Requirements

What's unit testing?

Unit testing is the technique of writing tests that assess low-level functionality against requirements.

Why should I unit test - I do charts and databases?

In reports, databases, and code we typically encode business rules, conventions, and our own conventions. Bringing these into reusable functions means less code reproduction, no variances between team members, and lower time to change.

All of these are verifiably correct and so can be tested. Therefore, why test them manually, or why risk someone “tweaking” the code and changing the rules without people knowing? Your unit tests save you time over the long run, and protect against unexpected behaviour changes.

Reconciliations can also be done inside your unit tests. If you have “canonical answers”, you can test new transformations against these to ensure you're consistent.

How to unit test?

I'm not a developer so this may be the wrong approach but here are the scenarios I write tests for:

  1. A single set of values that represent “normal” and expect this matches a correct answer
  2. A dataset that represents “normal” and expecting this to match correct answers
  3. Various permutations of bad input values and expect errors (ideally specific error messages)
  4. Edge cases that cover extreme values or boundaries for any inequalities or conditions
  5. Any bugs or compatibility issues

Also, if you're struggling to test because it's got really complex inputs, outputs, or intermediate calculations, consider breaking up the code and rewriting. It's more likely that things are going to go wrong and you won't know if something is particularly complex.

How to unit test in R?

Let's build a sample function:

myfunc<-function(a=1,b=2,c="blah"){
stopifnot(is.numeric(a), is.numeric(b),
            is.character(c))
d<-if(a<0){
          a*b
          }else{
          a/b
          }

e<-paste0(c,d)

return(e)
}

Let's write some tests (in a file tests/testthat/test-myfunc.r)

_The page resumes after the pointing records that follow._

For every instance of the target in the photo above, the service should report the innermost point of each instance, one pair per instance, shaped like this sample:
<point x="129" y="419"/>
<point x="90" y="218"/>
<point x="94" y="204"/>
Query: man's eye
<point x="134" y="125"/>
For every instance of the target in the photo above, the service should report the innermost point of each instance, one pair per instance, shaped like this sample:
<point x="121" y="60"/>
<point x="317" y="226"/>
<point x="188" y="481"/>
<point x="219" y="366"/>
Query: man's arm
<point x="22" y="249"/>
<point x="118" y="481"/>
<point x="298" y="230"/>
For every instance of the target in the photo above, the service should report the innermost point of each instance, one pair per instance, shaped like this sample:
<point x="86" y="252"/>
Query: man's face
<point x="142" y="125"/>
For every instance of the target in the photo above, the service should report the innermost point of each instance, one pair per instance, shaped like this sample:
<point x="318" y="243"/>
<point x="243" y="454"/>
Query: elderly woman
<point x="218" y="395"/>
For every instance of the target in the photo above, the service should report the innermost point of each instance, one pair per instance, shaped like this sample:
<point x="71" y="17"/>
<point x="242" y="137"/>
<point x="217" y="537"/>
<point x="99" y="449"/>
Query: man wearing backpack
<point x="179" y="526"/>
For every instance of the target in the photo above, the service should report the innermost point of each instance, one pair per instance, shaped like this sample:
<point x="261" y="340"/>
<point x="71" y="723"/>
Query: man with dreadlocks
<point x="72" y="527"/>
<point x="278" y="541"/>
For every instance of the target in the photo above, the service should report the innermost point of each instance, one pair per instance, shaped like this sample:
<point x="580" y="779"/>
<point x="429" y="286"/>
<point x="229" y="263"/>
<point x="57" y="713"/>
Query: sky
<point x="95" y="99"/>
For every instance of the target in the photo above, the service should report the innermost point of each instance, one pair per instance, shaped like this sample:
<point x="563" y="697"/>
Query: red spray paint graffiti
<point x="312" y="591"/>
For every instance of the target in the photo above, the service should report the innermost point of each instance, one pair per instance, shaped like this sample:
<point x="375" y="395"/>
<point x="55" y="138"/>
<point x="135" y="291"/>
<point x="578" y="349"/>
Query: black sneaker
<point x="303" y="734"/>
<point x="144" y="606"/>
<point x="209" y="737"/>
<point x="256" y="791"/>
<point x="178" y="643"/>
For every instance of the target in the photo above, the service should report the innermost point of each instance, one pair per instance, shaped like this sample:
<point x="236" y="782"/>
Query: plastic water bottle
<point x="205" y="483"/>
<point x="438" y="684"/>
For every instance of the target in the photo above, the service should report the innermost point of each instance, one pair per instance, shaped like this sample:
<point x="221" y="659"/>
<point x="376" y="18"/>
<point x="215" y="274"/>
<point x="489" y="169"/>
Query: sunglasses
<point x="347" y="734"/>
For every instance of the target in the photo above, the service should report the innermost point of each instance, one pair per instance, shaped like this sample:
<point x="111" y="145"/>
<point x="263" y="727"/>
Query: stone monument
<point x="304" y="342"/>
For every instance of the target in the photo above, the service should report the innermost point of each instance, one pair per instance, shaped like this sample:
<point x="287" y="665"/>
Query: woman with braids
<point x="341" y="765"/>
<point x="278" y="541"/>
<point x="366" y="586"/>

# Add a high-level name for group of tests, typically the function name
context("myfunc")

# Simplest test
test_that("Defaults return expected result",{
  result<-myfunc()
  check<-"blah0.5"
  expect_equal(result,check)
})

# Vector test
test_that("Basic vectorisation works",{
  result<-myfunc(a=c(1,1),b=c(2,2), c=c("blah","blah"))
  check<-c("blah0.5","blah0.5")
  expect_equal(result,check)
})

# Non-uniform vectorisation test
test_that("Complex vectorisation works",{
  result<-myfunc(a=c(1,1),b=c(2,2))
  check<-c("blah0.5","blah0.5")
  expect_equal(result,check)
})

# Test a different condition
test_that("Negative a values result in multiplication",{
  result<-myfunc(a=c(-1,-2),b=c(2,2))
  check<-c("blah-2","blah-4")
  expect_equal(result,check)
})

# Test a different condition
test_that("a=0 values result in 0",{
  result<-myfunc(a=0)
  check<-c("blah0")
  expect_equal(result,check)
})

# Test some duff inputs
test_that("errors expectedly",{
  expect_error(myfunc(a="0"))
  expect_error(myfunc(b="0"))
  expect_error(myfunc(c=0))
})

There are a lot more expectation functions you can use and you can make your own.